Bitcoin, l’adozione è finalmente in atto, il suo prezzo lo dimostra
Dal 2024, il Bitcoin si evolve in un contesto economico particolarmente favorevole, caratterizzato da un’adozione istituzionale accelerata grazie agli ETF spot. Il calo dei tassi di interesse, il ritorno a politiche monetarie accomodanti e un quadro normativo più chiaro, in particolare negli Stati Uniti, rafforzano la sua attrattiva come bene rifugio contro l’inflazione e l’ingerenza statale.
L’aumento del prezzo del BTC riflette semplicemente il valore che gli attribuiscono i suoi utenti. Per la maggior parte della popolazione mondiale, il Bitcoin rimane un asset speculativo. Tuttavia, per alcune persone, aziende e persino Stati, rappresenta l’unica vera alternativa al sistema finanziario tradizionale.
Ad esempio, dal 2021 in El Salvador, il Bitcoin rappresenta una rinascita della sovranità monetaria, persa con l’abbandono del colón nel 2001. Finora dipendente dalla politica monetaria degli Stati Uniti, il Paese sta ritrovando una certa autonomia grazie al Bitcoin.

Oggi detiene una riserva di 6.237 BTC, pari a oltre 750 milioni di dollari.
Per figure dissidenti come Julian Assange, Bitcoin sta diventando l’unico mezzo per possedere e scambiare valore. I governi e le banche dispongono di un potere di censura estremamente efficace, che possono esercitare con il minimo sforzo sugli individui che non gradiscono.

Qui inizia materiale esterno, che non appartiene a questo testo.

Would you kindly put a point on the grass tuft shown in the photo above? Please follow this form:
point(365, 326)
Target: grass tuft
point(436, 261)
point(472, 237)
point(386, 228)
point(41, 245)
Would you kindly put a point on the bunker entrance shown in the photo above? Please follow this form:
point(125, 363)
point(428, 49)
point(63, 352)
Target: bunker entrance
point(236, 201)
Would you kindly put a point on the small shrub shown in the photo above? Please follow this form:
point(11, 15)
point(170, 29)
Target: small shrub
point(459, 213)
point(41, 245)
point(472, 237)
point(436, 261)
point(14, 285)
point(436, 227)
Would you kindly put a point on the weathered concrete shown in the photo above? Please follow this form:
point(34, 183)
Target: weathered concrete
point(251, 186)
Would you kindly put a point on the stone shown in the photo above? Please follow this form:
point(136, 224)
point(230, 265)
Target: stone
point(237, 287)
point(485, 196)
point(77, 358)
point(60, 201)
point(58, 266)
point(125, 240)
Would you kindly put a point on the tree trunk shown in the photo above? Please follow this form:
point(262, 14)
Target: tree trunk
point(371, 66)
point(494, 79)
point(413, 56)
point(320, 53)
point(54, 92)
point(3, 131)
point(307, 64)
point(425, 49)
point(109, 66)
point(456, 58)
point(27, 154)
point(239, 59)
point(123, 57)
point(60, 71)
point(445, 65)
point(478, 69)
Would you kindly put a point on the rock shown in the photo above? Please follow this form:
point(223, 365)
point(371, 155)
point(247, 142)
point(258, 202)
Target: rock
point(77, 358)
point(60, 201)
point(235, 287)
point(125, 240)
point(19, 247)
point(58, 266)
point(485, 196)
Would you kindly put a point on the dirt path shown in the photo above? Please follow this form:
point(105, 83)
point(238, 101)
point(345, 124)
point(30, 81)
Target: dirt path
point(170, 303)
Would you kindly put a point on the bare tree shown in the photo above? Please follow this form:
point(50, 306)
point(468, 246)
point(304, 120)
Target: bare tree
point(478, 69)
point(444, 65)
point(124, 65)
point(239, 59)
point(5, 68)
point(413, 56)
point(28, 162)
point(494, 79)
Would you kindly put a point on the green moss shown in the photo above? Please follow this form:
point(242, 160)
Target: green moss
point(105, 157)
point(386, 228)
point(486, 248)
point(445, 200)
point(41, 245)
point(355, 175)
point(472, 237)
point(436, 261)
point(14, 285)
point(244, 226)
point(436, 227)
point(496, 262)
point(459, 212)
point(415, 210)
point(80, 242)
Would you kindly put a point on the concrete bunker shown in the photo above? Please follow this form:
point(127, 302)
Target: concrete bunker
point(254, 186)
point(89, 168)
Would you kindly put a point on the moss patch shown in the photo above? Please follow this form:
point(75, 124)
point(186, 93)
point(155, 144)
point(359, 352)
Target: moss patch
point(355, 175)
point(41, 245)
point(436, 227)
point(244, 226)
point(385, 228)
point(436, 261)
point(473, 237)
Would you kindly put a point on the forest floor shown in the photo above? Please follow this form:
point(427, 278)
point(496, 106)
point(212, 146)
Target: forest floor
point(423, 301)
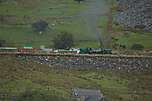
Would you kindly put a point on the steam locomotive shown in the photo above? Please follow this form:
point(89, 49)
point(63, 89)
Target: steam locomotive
point(32, 50)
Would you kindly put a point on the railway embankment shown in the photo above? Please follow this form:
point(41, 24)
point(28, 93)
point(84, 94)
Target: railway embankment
point(98, 62)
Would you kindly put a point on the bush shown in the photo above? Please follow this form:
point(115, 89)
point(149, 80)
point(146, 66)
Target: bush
point(79, 1)
point(137, 47)
point(63, 41)
point(2, 43)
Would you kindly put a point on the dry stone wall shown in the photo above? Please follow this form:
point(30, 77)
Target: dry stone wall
point(120, 63)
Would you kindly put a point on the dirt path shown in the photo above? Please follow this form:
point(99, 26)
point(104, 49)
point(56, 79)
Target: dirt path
point(95, 10)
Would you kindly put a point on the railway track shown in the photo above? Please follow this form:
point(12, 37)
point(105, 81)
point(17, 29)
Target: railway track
point(72, 55)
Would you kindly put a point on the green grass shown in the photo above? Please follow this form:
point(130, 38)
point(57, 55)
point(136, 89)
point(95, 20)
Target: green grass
point(131, 38)
point(24, 14)
point(20, 77)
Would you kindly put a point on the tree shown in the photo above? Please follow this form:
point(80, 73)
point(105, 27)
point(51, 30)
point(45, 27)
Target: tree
point(63, 41)
point(40, 26)
point(137, 47)
point(2, 43)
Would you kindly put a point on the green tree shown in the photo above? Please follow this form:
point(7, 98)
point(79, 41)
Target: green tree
point(63, 41)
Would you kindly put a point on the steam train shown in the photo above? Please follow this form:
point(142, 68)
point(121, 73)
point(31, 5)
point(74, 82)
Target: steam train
point(32, 50)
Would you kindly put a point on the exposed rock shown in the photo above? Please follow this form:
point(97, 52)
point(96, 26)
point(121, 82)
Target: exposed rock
point(135, 14)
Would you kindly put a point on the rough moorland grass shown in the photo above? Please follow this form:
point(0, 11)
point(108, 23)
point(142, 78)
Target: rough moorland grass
point(131, 38)
point(20, 77)
point(54, 12)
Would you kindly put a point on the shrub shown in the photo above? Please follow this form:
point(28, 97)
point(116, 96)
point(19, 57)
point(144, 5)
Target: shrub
point(2, 43)
point(137, 47)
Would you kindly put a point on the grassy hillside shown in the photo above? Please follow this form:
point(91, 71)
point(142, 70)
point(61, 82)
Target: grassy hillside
point(18, 16)
point(24, 80)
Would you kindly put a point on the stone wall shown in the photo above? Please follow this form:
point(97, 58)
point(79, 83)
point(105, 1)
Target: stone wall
point(111, 62)
point(135, 14)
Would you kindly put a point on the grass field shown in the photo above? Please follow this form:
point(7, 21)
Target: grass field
point(62, 16)
point(26, 80)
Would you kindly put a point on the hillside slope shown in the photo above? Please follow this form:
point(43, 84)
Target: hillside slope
point(24, 80)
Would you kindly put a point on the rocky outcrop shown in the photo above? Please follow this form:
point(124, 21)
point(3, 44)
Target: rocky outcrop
point(135, 14)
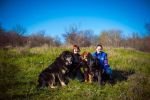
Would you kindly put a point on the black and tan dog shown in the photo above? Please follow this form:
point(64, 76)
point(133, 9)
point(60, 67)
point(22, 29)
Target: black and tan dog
point(56, 71)
point(93, 71)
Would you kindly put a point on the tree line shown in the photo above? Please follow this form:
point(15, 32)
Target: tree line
point(83, 38)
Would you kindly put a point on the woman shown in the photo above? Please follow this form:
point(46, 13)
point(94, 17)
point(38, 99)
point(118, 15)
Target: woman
point(102, 57)
point(75, 71)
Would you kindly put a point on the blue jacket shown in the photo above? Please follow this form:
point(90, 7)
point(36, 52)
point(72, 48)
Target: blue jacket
point(102, 57)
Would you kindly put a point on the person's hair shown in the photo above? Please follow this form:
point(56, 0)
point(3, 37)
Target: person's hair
point(76, 47)
point(99, 45)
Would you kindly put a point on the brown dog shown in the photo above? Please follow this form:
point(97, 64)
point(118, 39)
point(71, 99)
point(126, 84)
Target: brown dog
point(56, 71)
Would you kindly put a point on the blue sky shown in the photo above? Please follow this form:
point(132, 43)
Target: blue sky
point(55, 16)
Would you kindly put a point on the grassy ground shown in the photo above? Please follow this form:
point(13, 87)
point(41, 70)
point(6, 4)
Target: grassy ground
point(19, 70)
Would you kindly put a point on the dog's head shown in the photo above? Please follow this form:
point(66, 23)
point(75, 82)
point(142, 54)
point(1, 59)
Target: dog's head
point(67, 57)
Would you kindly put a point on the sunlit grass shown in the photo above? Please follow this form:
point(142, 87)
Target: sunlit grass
point(20, 67)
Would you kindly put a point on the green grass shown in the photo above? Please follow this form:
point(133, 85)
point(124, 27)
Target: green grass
point(20, 67)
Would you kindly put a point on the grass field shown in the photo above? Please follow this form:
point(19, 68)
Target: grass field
point(20, 67)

Questo caso d’uso si estende ai 2 miliardi di persone che non hanno accesso ai servizi bancari in tutto il mondo. Molti di loro hanno accesso a uno smartphone e a Internet, ma i servizi bancari nella loro zona sono spesso inaccessibili o troppo costosi. In queste condizioni, Bitcoin si impone come un’alternativa credibile, offrendo un modo più sicuro per conservare il frutto del proprio lavoro piuttosto che tenere i contanti sotto il materasso, proteggendosi al contempo dall’inflazione della moneta locale.

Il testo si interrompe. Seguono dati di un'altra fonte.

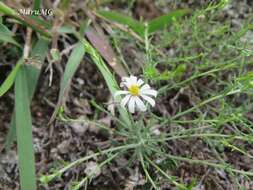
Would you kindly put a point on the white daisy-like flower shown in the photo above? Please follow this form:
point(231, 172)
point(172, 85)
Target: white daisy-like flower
point(135, 94)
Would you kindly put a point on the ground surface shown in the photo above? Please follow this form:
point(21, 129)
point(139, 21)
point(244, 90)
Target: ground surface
point(63, 142)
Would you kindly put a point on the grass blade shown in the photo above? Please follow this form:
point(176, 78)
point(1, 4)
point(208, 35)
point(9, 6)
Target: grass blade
point(135, 25)
point(36, 4)
point(24, 132)
point(10, 79)
point(7, 36)
point(160, 22)
point(71, 67)
point(39, 50)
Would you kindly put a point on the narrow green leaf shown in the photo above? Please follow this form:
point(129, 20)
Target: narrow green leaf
point(135, 25)
point(71, 67)
point(7, 36)
point(24, 132)
point(10, 79)
point(36, 4)
point(39, 50)
point(160, 22)
point(6, 10)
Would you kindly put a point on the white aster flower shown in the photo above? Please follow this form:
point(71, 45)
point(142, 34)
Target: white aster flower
point(136, 93)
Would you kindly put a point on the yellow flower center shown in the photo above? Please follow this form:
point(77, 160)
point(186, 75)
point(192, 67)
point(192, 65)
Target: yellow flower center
point(134, 90)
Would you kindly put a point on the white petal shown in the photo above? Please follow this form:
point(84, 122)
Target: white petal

Infine, il mining di Bitcoin è sempre più diffuso, in particolare in Stati come il Texas, il Giappone o il Bhutan. Consente loro di valorizzare il surplus energetico, sfruttare le perdite inutilizzate e stabilizzare la rete, rendendola più resiliente nel lungo periodo.
Nuovo record: 121.000 dollari per un limite di 21.000.000 di Bitcoin
Alla fine della scorsa settimana, il prezzo del Bitcoin ha superato il precedente massimo raggiunto nel gennaio 2025, raggiungendo i 109.000 dollari.

Dopo una fase di consolidamento durante il fine settimana, nella notte tra domenica e lunedì è ripresa la tendenza al rialzo, spingendo il prezzo oltre i 123.000 dollari.
Tuttavia, questo nuovo All Time High (ATH) si osserva solo in dollari, una valuta indebolita rispetto alle altre valute dall’inizio dell’anno. In confronto, rispetto all’euro, il prezzo del BTC rimane del 2% al di sotto del suo massimo storico, che era di circa 106.000 euro. Osservando il prezzo del Bitcoin rispetto all’oro (BTC/XAU), la svalutazione del dollaro diventa particolarmente evidente. Non solo il BTC è ancora dell’11% al di sotto del suo ATH di gennaio (40,76 once d’oro per BTC), ma rimane anche del 3,5% al di sotto del suo picco del 2021. Attualmente, un bitcoin viene scambiato contro 36,15 once d’oro.